Quant aux photographies de cette période dévoilant des ateliers ou des séances de pose, elles sont extrêmement rares, non seulement à Paris ou en France mais dans l'ensemble des pays occidentaux.

Certes, les journaux français évoquent de nombreuses visites d'ateliers par un journaliste, une personnalité ou même un souverain (notamment les trois visites de la famille Impériale a l'atelier de Disdéri et Cie en 1859) mais les articles se concentrent généralement sur les qualités de l'artiste, de son matériel, des épreuves exposées et des portraits exécutés alors, sans décrire les installations.

Au printemps 1855, la visite du roi de Portugal et de son frère le duc de Porto aux ateliers de MM. Mayer et Pierson (associés depuis peu, boulevard des Capucines, 3), salue tout de même, "leurs splendides salons d'attente, leurs ateliers et leur magnifique Galerie photographique" (La Lumière du 9 juin 1855).

Les petites annonces visant à faire la publicité d'un atelier ou cherchant à le louer ou le vendre, ne livrent pas non plus de descriptions détaillées. Au-delà de l'adresse, elles le disent parfois "vaste" ou "magnifique" ou précisent qu'il est pourvu d'un "bel atelier vitré", d'un "appartement" ou d'une "chambre indépendante", ou encore qu'il est situé "au rez-de-chaussée, avec jardin, logement"

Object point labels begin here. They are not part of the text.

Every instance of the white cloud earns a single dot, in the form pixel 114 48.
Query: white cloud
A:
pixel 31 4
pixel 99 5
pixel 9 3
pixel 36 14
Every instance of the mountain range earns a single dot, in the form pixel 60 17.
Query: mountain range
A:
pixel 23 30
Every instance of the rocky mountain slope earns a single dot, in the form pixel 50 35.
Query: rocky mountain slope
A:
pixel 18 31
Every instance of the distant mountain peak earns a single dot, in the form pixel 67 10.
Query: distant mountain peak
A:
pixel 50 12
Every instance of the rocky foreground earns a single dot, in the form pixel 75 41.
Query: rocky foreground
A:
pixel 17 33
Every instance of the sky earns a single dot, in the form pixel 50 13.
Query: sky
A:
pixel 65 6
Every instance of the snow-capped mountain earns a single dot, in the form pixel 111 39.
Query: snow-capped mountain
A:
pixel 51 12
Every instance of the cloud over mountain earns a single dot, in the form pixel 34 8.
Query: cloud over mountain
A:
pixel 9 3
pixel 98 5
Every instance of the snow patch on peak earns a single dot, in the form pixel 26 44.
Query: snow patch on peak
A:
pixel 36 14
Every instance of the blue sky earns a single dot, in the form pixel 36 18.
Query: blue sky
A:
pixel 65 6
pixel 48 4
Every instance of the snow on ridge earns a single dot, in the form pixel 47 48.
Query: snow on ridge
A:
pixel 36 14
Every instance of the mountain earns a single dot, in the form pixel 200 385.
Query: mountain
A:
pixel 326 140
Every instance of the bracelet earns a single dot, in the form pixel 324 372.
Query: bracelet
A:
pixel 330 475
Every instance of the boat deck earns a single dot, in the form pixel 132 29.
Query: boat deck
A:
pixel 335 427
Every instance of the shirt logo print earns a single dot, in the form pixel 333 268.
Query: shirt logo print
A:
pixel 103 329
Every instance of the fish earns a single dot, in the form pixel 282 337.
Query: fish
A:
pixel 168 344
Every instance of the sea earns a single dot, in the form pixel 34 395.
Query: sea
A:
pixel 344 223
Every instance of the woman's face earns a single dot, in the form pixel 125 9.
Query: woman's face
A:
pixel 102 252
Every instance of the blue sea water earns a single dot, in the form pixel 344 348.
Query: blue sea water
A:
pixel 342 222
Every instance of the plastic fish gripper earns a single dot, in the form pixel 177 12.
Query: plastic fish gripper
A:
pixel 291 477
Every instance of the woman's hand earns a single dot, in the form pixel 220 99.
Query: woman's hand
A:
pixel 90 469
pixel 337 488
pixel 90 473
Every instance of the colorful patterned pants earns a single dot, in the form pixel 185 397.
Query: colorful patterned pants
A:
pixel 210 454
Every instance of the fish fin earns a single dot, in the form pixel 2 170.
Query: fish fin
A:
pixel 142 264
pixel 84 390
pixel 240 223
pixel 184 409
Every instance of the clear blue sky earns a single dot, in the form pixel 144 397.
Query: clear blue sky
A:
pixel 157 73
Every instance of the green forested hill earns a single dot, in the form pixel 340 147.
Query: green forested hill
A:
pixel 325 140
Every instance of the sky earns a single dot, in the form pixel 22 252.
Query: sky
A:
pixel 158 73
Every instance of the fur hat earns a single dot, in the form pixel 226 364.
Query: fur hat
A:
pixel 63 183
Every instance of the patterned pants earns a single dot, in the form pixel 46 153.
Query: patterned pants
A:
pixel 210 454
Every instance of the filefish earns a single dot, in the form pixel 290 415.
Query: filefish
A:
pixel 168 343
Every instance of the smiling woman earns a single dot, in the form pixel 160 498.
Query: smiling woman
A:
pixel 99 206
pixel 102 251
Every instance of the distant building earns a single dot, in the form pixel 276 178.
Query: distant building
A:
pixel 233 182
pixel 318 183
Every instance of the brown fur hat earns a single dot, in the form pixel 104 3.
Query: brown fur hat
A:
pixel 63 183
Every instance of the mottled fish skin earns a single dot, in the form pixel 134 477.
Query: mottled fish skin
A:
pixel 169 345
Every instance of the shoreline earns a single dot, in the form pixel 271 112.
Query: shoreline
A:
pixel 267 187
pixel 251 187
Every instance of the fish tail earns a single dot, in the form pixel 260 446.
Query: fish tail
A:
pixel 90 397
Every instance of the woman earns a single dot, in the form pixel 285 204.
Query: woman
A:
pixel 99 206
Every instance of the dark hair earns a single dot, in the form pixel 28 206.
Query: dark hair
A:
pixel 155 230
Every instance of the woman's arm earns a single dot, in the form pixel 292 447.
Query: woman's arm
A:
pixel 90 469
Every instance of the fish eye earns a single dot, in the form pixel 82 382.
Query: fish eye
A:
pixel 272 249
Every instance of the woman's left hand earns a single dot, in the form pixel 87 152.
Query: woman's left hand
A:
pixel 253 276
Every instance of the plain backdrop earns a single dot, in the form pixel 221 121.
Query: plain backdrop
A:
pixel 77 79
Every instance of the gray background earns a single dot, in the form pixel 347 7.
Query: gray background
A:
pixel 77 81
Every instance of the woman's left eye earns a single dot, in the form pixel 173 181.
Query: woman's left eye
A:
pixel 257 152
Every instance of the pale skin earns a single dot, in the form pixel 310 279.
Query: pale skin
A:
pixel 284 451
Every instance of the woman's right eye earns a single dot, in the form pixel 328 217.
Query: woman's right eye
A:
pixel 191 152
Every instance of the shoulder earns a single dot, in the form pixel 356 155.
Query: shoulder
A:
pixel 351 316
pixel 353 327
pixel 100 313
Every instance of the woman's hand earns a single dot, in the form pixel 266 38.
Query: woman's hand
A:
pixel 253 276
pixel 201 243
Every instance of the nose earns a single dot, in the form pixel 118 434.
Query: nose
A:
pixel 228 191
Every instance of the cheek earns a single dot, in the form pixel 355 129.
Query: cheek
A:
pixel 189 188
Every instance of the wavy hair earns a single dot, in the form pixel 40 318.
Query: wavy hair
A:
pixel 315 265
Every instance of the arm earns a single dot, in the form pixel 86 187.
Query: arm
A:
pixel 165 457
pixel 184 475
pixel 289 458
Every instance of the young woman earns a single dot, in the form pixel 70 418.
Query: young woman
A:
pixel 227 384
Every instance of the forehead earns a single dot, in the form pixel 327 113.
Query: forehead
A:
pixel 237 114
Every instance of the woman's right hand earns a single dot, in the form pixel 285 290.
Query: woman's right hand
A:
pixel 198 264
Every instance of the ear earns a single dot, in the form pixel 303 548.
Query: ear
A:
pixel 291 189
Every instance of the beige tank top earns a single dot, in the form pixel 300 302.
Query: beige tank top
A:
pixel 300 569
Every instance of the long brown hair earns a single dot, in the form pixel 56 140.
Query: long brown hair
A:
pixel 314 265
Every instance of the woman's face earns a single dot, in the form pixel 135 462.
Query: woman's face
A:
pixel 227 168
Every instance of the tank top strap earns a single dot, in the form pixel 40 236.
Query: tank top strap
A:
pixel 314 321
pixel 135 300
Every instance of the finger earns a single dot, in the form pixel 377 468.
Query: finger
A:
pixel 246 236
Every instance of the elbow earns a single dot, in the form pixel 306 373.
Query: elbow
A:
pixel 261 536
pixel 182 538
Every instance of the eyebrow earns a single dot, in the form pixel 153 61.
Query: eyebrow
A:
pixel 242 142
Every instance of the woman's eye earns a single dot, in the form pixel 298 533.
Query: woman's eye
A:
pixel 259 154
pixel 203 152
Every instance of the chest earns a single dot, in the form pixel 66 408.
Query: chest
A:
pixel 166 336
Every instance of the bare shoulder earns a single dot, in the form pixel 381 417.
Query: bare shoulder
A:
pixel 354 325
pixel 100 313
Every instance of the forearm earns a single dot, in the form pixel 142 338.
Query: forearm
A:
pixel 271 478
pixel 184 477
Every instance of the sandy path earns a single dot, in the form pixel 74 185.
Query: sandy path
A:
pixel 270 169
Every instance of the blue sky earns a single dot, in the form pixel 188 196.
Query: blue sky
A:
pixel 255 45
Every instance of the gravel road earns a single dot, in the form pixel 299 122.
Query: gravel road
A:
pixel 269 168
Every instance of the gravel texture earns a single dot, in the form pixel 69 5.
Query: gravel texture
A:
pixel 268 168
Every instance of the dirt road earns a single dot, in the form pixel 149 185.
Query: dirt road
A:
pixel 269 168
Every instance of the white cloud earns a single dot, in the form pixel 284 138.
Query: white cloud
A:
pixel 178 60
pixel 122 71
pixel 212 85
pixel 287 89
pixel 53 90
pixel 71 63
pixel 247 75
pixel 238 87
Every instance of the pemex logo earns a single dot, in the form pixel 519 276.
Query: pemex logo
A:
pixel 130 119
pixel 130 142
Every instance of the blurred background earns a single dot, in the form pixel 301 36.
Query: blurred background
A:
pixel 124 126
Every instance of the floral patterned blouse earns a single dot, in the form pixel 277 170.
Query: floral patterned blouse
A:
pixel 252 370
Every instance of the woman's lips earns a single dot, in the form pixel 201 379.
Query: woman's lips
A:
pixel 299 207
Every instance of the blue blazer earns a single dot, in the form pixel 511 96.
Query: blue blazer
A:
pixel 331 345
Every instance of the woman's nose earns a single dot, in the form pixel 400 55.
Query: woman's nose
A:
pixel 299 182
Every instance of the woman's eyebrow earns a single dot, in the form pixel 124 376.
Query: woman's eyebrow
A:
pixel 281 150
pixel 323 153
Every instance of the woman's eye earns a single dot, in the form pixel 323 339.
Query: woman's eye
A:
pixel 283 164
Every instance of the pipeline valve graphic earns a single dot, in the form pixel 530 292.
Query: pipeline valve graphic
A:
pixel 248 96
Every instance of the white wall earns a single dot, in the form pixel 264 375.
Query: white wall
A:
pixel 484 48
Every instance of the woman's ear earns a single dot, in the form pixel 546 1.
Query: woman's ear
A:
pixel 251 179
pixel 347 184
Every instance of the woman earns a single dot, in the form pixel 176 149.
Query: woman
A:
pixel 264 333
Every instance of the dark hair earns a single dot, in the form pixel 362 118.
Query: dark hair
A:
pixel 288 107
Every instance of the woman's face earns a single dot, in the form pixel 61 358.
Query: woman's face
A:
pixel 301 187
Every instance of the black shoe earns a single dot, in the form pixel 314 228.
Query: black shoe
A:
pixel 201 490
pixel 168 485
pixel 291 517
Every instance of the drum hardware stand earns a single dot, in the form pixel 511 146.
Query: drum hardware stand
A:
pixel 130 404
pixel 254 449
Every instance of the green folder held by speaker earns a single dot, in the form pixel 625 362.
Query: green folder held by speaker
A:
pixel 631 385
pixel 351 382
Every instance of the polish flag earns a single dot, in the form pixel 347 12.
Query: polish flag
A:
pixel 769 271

Enfin, les articles évoquant des évènements tragiques, notamment des explosions et incendies destructeurs, insistent surtout sur les circonstances du drame et les dégâts humains et matériels, sans apporter de précisions sur l'agencement des lieux.

La recherche s'est donc révélée peu fructueuse. Quelques textes décrivant des ateliers sont cependant retranscrits ci-dessous, volontairement privés des passages relatifs aux techniques photographiques et aux anecdotes rappelant la naïveté et l'exigence des clients.

Chacun des auteurs apporte son regard très subjectif de journaliste, d'écrivain, de critique spécialisé ou de photographe mais l'ensemble permet de donner une vision globale de la pratique d'atelier. 

Il n'y a pas de grande révélation, en dehors peut-être de la tente de toile comme espace de pose, citée dans l'un des textes mais plutôt une accumulation de détails qui viennent confirmer voire préciser les connaissances généralement admises. Quelques précisions ou remarques sont ajoutées entre crochets.


N.B. : Une recherche parallèle sur les termes employés montrent l'ambiguïté de ces derniers : le "Daguerréotype" peut tout à la fois désigner l'appareil photographique, la plaque unique servant de support au portrait et parfois même le photographe.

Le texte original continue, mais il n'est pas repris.